He opens with an extended collection of narrations on the virtues and merits of al-Fatiha, which he presents in more detail than most strictly scholarly tafsir works. These narrations — including the famous hadith in which the Prophet describes al-Fatiha as the greatest surah of the Quran, and traditions about its healing properties and spiritual efficacy — serve to orient the reader toward the surah with reverence and spiritual anticipation before any exegetical analysis begins.
For the names of the surah, al-Khazin's list is comprehensive and his explanations accessible. He explains each name in plain language that a student without advanced linguistic training can follow, making the commentary genuinely accessible to a broader readership than more technically demanding works.
His grammatical and theological treatment of the Basmala draws on al-Baghawi and az-Zamakhshari's analyses while presenting them in a simplified form. The key point — that the phrase invokes the divine name as the beginning of every meaningful act, orienting it toward divine purpose — is made clearly without the philosophical depth of ar-Razi or the technical grammatical precision of az-Zamakhshari.
For 'Iyyaka na'budu wa iyyaka nasta'in,' al-Khazin includes pious reflections and spiritual motivations alongside the semantic analysis.
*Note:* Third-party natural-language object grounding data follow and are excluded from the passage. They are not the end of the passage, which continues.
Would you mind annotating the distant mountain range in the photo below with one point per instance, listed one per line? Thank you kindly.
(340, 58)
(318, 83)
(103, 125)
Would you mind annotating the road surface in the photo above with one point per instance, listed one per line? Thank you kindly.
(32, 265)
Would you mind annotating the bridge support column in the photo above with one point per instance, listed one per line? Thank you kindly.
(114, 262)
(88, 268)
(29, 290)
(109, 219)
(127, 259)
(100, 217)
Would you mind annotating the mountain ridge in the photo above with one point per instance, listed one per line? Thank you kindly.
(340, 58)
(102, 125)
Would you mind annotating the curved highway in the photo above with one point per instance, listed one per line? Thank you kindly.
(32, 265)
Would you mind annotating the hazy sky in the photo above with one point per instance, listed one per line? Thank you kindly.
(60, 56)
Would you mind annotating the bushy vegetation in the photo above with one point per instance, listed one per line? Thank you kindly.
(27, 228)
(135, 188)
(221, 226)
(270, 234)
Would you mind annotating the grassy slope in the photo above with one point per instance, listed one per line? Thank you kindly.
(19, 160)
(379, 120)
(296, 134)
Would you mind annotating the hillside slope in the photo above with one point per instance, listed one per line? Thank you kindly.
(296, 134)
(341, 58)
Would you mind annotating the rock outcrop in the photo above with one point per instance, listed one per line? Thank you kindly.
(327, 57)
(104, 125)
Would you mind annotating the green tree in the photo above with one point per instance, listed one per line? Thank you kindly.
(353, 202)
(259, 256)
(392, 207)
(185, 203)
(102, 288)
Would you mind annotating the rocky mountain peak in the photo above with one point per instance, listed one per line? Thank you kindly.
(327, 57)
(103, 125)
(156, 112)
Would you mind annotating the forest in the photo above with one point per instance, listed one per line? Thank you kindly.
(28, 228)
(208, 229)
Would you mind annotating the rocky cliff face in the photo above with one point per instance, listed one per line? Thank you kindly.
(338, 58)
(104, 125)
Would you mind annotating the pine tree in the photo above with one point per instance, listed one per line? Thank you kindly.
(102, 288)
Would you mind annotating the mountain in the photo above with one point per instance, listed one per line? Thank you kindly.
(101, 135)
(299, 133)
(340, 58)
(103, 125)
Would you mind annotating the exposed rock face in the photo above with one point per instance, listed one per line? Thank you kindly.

He notes that combining worship and seeking help in a single breath acknowledges both the human obligation to worship and the human need for divine assistance — that genuine worship requires recognizing one's dependence, and genuine seeking of help requires committing to the worship that is the relationship's foundation.
His commentary on the final verse naturally incorporates narrative material about the prophets and the righteous — the blessed ones whose path is petitioned — giving readers inspiring accounts of those they are asking to emulate.